Dans leur rapport conjoint intitulé « Perspectives économiques d’Amérique latine 2012 » rendu public fin octobre 2011 lors du sommet ibéroaméricain d’Asunción, l’OCDE (Organisation de coopération et de développement économiques) et la CEPAL (Commission économique des Nations unies pour l’Amérique latine) indiquent que, dans l’ensemble latino-américain, la croissance sera plus forte en Amérique du Sud qu’au Mexique et en Amérique centrale.
Pour ce qui est des pays sud-américains enfin, l’Argentine et le Brésil affichent des hausses du PIB attendues particulièrement fortes, respectivement de 8 % et de près de 6 % cette année, aux alentours de 6,5 % et de 5 % l’an prochain.

Comptes équilibrés
L’OCDE et la CEPAL notent que les pays latino-américains ont mieux résisté que beaucoup d’autres à la crise de 2008-2009. Si leurs économies n’ont connu qu’un léger  alentissement et sont reparties très fort dès 2010, l’Argentine connaissant cette année-là une croissance de 9 % et le Brésil, de 7,5 %, cela a été possible grâce aux politiques « vertueuses » menées dans la région depuis le début de la décennie, qui ont notamment permis de réduire substantiellement le niveau d’endettement des pays concernés.

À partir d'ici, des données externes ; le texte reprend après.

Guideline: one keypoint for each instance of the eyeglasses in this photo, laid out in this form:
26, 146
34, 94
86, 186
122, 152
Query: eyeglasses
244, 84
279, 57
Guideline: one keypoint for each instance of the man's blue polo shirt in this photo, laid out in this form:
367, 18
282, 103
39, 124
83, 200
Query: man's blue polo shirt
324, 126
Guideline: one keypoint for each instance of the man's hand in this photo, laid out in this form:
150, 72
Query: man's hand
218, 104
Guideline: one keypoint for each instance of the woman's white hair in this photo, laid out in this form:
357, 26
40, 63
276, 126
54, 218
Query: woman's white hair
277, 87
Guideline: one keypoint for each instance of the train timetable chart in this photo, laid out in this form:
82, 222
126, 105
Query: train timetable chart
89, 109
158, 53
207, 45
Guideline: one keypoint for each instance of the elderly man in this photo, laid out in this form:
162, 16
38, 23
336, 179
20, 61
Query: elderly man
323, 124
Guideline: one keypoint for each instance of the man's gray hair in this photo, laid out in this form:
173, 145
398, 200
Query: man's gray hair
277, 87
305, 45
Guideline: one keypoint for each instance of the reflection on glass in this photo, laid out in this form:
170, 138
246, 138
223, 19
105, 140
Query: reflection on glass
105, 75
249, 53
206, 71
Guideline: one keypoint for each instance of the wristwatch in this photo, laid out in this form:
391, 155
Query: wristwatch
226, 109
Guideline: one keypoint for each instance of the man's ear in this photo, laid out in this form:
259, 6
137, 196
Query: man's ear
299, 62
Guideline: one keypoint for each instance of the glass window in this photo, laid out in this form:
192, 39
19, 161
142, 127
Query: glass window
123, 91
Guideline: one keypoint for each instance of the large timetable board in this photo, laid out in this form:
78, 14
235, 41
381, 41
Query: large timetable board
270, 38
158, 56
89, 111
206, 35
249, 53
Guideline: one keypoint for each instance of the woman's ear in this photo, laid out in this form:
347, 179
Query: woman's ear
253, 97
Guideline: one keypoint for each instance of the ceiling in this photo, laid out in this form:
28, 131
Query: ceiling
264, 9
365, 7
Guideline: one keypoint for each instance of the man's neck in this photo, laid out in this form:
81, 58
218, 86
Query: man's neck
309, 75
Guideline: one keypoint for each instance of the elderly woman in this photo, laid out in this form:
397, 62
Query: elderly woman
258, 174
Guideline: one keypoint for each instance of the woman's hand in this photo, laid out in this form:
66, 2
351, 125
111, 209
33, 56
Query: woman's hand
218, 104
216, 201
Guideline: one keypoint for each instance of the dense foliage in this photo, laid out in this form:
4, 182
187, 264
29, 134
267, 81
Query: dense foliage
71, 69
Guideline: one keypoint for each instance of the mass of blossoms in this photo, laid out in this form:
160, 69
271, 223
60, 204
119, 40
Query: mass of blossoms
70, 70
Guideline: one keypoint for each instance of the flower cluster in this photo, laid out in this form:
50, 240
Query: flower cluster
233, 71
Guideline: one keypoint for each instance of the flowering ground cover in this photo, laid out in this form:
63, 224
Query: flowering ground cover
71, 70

En moyenne, le poids de la dette publique est ainsi passé de 80 % du PIB dans les années 1990 à 30 % aujourd’hui. La plupart des gouvernements ont également équilibré leurs comptes et, dans un contexte marqué par une activité économique soutenue, amélioré les recettes fiscales. De la sorte, la diminution du poids de la dette s’est accompagnée d’une hausse importante des dépenses publiques destinées aux investissements et aux transferts sociaux.
Même si ces dernières restent inférieures à celles des pays de l’OCDE (47 % du PIB en moyenne), elles atteignent désormais 35 % en Argentine et 40 % au Brésil. Avec de meilleures infrastructures et moins de pauvres (donc plus de consommateurs), les pays de la région ont pu engager un processus de croissance en partie fondé sur la demande intérieure. Demande asiatique Parallèlement, la demande extérieure est venue contribuer à ce processus, la région étant un important exportateur de matières premières, minières et agricoles notamment, nécessaires au développement de l’autre zone émergente de la planète, l’Asie du Sud et du Sud-est. Les besoins de la Chine en particulier et dans une moindre mesure de l’Inde ont ainsi constitué un formidable accélérateur de croissance pour les économies latino-américaines.

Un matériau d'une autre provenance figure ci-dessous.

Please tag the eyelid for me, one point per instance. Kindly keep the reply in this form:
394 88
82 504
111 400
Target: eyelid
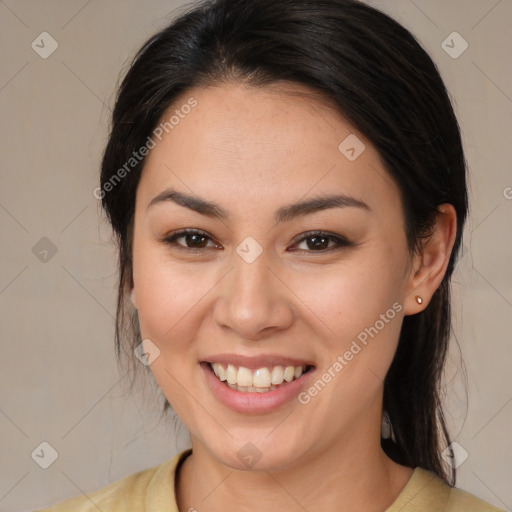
340 240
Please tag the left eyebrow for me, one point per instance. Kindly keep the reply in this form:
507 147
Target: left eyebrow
283 214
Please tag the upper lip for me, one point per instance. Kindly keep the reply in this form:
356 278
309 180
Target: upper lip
255 362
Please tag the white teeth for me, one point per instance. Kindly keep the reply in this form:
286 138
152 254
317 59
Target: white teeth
289 373
244 377
231 374
257 381
261 378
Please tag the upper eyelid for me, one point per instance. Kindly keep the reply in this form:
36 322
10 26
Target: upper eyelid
340 239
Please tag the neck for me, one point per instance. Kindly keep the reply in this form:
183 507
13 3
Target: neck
351 475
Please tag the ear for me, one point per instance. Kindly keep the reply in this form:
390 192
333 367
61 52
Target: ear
133 298
429 266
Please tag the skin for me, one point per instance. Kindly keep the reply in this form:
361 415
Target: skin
253 150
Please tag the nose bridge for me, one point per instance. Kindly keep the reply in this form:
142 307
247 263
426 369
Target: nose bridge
253 299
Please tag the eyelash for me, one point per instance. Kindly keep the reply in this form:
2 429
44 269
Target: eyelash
339 241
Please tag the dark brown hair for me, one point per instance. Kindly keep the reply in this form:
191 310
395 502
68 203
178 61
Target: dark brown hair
384 84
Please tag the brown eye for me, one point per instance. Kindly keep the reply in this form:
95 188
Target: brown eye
194 240
318 241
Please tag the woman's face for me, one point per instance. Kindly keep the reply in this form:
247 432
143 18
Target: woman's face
254 290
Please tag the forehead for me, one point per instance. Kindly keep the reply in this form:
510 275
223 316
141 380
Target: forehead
244 144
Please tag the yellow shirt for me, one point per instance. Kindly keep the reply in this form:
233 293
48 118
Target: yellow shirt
149 491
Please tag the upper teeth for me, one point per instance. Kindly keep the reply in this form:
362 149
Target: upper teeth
260 378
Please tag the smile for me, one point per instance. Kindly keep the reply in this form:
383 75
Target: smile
261 380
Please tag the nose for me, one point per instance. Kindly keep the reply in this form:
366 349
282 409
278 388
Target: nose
254 301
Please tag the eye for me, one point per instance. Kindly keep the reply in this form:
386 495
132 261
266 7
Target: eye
195 240
318 241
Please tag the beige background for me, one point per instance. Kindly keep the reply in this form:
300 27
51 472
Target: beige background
59 379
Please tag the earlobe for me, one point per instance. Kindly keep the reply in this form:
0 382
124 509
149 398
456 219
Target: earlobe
430 266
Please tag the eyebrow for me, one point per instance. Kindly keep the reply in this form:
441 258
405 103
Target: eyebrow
283 214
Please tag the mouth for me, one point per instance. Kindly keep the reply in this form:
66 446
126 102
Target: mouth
260 380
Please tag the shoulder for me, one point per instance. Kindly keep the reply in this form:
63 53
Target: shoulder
149 489
426 492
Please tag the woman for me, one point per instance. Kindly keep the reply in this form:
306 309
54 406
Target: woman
287 184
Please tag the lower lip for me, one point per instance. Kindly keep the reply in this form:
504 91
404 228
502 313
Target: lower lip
254 402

Cela est particulièrement vrai, encore une fois, pour les pays d’Amérique du Sud, pour qui les termes de l’échange se sont beaucoup améliorés au cours des dernières années : sur une base 100 en 2005, l’indice s’établit ainsi à 188 en 2010. Leaders pour les denrées alimentaires, en particulier le soja, l’Argentine et le Brésil sont les pays qui ont le plus tiré profit de cette situation favorable. Toujours d’après l’OCDE et la CEPAL, les mêmes raisons qui ont permis à la région de surmonter sans difficultés majeures les secousses de 2008-2009 lui permettront de résister à la crise actuelle,  notamment en ce qui concerne l’Argentine et le Brésil. Bien moins dépendants que naguère de  financements extérieurs, avec des marchés intérieurs en expansion et pouvant compter sur la demande d’origine asiatique, même s’il n’est pas exclu que celle-ci fléchisse quelque peu, ces pays paraissent assurés de maintenir un rythme de croissance élevé.

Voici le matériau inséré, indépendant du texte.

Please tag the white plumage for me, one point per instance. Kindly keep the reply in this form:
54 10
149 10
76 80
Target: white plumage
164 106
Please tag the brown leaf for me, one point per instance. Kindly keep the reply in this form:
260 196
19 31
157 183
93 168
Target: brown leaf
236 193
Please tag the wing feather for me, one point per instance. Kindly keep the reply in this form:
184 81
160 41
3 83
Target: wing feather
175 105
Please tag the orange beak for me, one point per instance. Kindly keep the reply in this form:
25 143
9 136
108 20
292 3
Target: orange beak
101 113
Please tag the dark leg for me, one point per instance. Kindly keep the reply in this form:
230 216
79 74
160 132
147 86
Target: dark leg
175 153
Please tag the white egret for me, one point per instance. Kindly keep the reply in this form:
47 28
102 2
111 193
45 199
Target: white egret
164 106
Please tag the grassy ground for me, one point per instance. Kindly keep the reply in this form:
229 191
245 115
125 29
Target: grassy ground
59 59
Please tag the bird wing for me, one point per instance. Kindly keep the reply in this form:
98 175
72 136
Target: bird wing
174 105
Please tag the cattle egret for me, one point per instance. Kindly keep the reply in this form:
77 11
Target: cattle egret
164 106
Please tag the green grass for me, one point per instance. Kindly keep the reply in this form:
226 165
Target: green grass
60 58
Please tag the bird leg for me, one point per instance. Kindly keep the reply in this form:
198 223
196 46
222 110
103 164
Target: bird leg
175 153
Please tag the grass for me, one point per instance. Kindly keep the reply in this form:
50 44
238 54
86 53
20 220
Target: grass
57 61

Il leur faudra cependant, comme le notent les auteurs du rapport pour l’ensemble des pays couverts par l’étude, renforcer l’efficacité des dépenses de l’État, professionnaliser plus encore la fonction publique, augmenter leurs investissements en matière d’infrastructures, d’éducation et de recherche scientifique.
Bien que non citée par le rapport, vraisemblablement en raison du caractère macro-économique de celui-ci, l’attitude à l’égard des entreprises, nationales et étrangères, est sans doute un autre élément à considérer par les gouvernements.
Principales économies d’Amérique du Sud, le Brésil et l’Argentine sont tous deux membres du G 20.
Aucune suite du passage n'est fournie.